Despite the performance gap, ZigLlama offers several properties that llama.cpp does not:

Educational Design

  • Layered architecture: Six progressively complex layers, each independently testable.
  • Inline documentation: Every function includes a docstring explaining the mathematical operation it implements.
  • Educational tests: 285+ tests that double as executable specifications.

Code Clarity

  • Allocation-explicit: Every allocation is visible and paired with a defer deinit. No hidden allocators, no global state.
  • No C dependencies (core): The inference engine is pure Zig with no libc requirement.

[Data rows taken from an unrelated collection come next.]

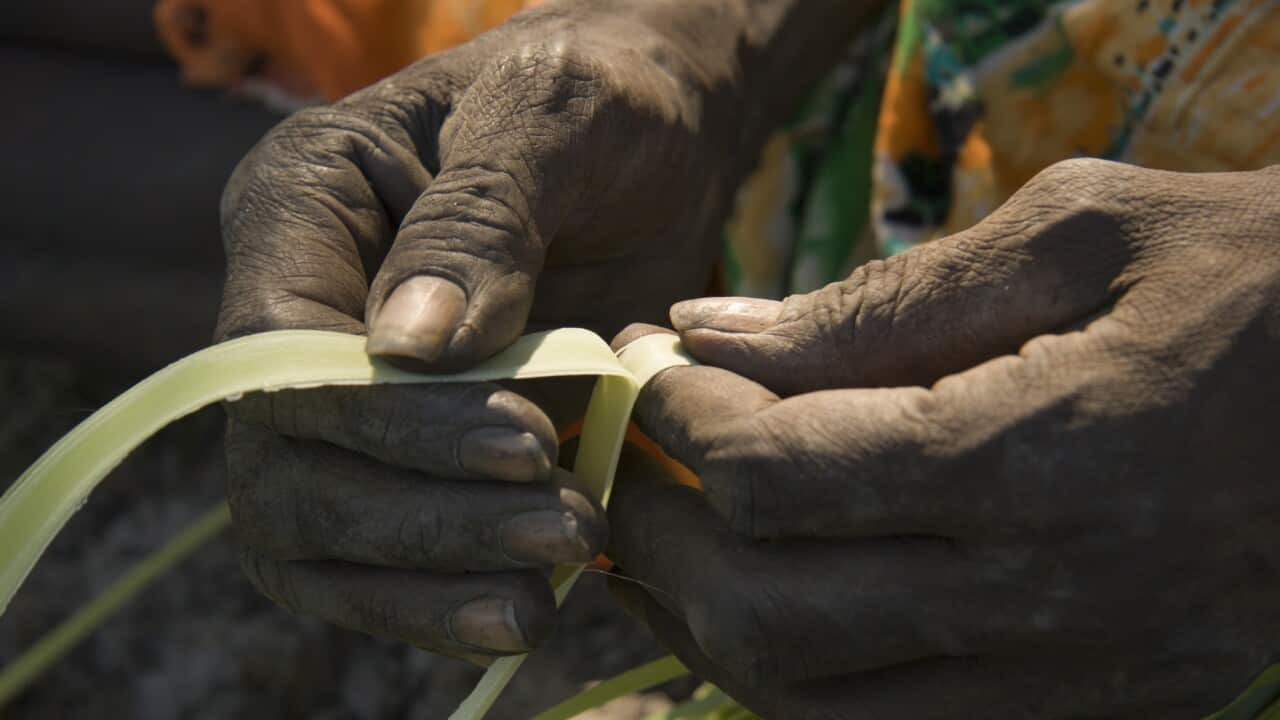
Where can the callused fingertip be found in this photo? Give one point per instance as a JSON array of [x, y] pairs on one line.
[[417, 320], [726, 314], [547, 537], [504, 454], [489, 623], [593, 528]]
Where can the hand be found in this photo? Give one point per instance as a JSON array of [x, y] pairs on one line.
[[1028, 470], [579, 150]]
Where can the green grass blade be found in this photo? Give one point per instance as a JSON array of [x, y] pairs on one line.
[[631, 682], [50, 648], [40, 502]]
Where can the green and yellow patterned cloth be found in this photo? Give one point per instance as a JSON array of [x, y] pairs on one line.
[[927, 128], [945, 108]]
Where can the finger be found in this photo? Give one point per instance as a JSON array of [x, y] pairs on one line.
[[792, 611], [941, 687], [456, 615], [451, 431], [935, 310], [999, 450], [297, 500], [310, 213], [457, 286], [688, 411]]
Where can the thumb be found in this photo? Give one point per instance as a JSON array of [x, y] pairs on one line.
[[920, 315], [458, 282]]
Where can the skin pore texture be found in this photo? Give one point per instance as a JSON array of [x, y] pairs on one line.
[[585, 150], [1022, 472]]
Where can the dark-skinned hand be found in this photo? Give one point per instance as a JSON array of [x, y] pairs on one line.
[[1028, 470], [585, 149]]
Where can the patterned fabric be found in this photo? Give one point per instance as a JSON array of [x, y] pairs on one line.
[[979, 96], [984, 94]]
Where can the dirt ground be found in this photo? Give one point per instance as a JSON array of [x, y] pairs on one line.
[[201, 643]]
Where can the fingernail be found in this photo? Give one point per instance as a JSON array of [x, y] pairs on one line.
[[545, 536], [503, 454], [726, 314], [417, 319], [489, 623]]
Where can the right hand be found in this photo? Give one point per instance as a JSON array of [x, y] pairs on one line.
[[585, 150]]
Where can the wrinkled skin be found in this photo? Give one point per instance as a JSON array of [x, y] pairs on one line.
[[1028, 470], [588, 150]]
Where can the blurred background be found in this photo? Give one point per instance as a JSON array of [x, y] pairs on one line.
[[120, 124]]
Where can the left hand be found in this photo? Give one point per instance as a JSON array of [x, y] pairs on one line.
[[1054, 492]]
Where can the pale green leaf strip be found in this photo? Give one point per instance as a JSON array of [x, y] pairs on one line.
[[41, 501], [631, 682]]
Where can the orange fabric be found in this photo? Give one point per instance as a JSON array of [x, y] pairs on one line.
[[315, 49]]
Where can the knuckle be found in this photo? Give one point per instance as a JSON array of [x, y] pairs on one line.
[[263, 507], [420, 534], [730, 481], [728, 629], [270, 579]]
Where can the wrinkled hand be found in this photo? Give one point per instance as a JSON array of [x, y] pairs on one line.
[[574, 150], [1029, 470]]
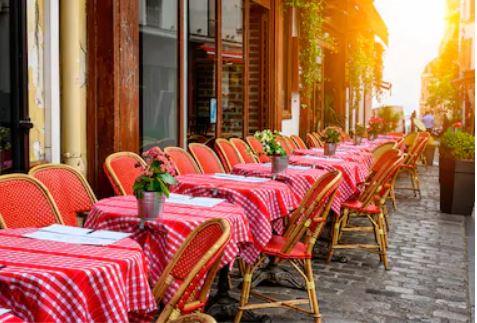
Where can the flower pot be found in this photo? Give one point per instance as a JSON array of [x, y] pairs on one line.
[[150, 206], [429, 153], [279, 164], [330, 149], [457, 180]]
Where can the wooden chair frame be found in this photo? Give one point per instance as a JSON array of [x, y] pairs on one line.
[[221, 141], [373, 194], [111, 173], [178, 305], [186, 155], [216, 158], [40, 186], [304, 226]]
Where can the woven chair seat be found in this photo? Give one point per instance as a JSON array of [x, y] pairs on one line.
[[357, 206], [275, 247]]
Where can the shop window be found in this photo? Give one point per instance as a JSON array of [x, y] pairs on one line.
[[158, 32]]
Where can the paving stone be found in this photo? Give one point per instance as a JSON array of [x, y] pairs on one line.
[[428, 280]]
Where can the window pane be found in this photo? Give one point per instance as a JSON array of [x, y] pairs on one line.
[[202, 104], [232, 71], [158, 72], [5, 90]]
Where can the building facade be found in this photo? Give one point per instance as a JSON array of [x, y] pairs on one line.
[[87, 78]]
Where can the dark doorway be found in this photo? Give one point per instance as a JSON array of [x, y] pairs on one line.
[[14, 121]]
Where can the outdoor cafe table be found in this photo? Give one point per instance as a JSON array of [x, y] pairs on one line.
[[265, 203], [353, 173], [161, 238], [298, 179], [10, 318], [48, 281]]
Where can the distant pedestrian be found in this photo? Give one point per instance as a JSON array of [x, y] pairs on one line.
[[428, 120]]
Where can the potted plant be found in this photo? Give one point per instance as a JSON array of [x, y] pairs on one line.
[[359, 133], [376, 125], [273, 149], [331, 138], [456, 172], [152, 187]]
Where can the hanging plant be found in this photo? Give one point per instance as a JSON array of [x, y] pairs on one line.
[[311, 20]]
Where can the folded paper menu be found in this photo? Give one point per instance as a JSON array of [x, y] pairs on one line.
[[4, 310], [299, 167], [323, 158], [239, 178], [63, 233]]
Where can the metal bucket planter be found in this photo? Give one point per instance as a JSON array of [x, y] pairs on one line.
[[279, 164], [150, 206], [330, 149]]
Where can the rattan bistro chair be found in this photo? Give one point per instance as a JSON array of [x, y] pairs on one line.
[[25, 202], [410, 164], [244, 150], [295, 247], [311, 141], [70, 190], [206, 158], [184, 163], [227, 153], [368, 205], [298, 142], [122, 170], [194, 318], [193, 269]]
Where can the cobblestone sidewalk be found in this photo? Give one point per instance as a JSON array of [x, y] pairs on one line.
[[428, 280]]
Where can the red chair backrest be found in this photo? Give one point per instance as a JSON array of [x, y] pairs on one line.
[[183, 161], [25, 202], [196, 260], [122, 170], [283, 142], [244, 150], [69, 189], [311, 141], [227, 153], [257, 148], [207, 160], [298, 142]]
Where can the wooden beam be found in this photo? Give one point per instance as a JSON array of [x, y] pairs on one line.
[[218, 66], [246, 71]]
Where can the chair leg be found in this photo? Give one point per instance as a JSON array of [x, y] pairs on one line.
[[310, 286], [383, 242], [246, 285], [335, 232]]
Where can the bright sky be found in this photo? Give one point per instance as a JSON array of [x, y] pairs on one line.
[[415, 30]]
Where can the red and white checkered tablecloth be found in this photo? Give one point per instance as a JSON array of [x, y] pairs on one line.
[[352, 174], [265, 204], [360, 160], [10, 318], [47, 281], [299, 181], [161, 238]]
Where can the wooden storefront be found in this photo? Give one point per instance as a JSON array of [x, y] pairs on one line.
[[168, 73]]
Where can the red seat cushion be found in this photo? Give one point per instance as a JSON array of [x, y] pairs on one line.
[[356, 205], [275, 247]]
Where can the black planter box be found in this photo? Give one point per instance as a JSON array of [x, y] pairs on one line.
[[457, 182]]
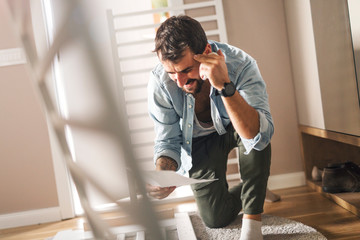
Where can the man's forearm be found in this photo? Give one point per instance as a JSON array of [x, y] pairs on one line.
[[166, 163]]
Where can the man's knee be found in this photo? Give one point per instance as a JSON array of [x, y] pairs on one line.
[[212, 220]]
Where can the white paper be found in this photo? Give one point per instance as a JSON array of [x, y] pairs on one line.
[[170, 179]]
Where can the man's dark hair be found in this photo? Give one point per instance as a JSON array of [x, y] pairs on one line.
[[178, 33]]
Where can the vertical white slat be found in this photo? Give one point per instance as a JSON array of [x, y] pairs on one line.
[[221, 21], [120, 236]]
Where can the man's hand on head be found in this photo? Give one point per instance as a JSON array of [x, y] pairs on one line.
[[162, 163], [213, 67]]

BLAS integration is optional.
  • Readable builds: build.zig is a single file with named targets for every example and test.

Safety

  • Bounds checking: Debug builds catch out-of-bounds tensor access at the exact call site.
  • Leak detection: GPA reports every leaked allocation on process exit.
  • No undefined behaviour: Zig's safety semantics prevent the classes of bugs that plague C codebases.

Modern Tooling

  • Cross-compilation: zig build -Dtarget=aarch64-linux produces an ARM binary from an x86 host in one command.
  • Hermetic builds: No Makefiles, no CMake, no system-library hunting.
  • Integrated testing: zig build test runs all 285+ tests with a single invocation.

Parity Roadmap

Gap Priority Difficulty Status
Q2_K, Q3_K quantisation Medium Low Planned
Speculative decoding Low High Research
Continuous batching Medium Medium Planned
Mixed-precision quantisation High Medium Planned
CUDA / Metal backends Low Very High Not planned (educational focus)

Contributing

Closing the parity gap is a community effort. See Contributing for guidelines on submitting quantisation kernels, model-support patches, or benchmark results.